Our new segment the Argus Book Club launches this week. We are asking book clubs from around Gwent to take part and tell us about the books they are reading. This week’s review is from Pamela Netherway, from the book club at Barnabus Arts House, Newport.

The club who have nine members meet on the last Saturday of every month from 11am until 12.30pm. This month’s book was Island of Secrets by Patricia Wilson.

Patricia Wilson lived in the village of Amiras in Crete, where much of her book is set.

Ms Wilson was inspired to write the novel when a machine gun was unearthed in her garden. The novel switches in time from present day to the 1940’s. It is the story of a modern girl’s journey of discovery into the past.

What is the secret that Poppy has kept hidden from her daughter Angelika for almost 40 years? Having recently lost her job in publishing due to redundancy and sensitive to her mother’s anguish, Angie makes the decision that before her forthcoming marriage to make a pilgrimage her mother’s homeland, Crete to seek out and meet her Greek relatives and maybe understand all her mother’s troubles and help bring peace into Poppy’s deeply troubled existence.
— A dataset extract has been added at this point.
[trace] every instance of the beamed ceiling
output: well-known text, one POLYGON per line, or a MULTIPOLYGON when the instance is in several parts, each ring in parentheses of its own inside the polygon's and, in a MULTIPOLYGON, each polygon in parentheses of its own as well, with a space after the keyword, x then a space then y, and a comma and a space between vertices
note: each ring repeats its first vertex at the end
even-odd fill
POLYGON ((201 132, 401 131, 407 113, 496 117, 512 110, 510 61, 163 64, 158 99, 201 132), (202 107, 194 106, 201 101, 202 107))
Leaving behind her fiance, Nick, Angie boards the plane to Crete resolving to find the answers and unite the estranged family. As Angie slowly discovers all that has tormented her mother for so long, the reader too is also able to learn of the unspeakable horrors of the time in history that betook Europe during the conflict of 1939 – 1945. It’s the story of the German occupation of Crete during the Second World War, a story of horror and courage, and the dreadful secrets that broke a family apart. This is the dramatic story of one of the darkest chapters in human history.

This is the author’s debut novel. It is a very dramatic novel, one you cannot put down and a hugely enjoyable read.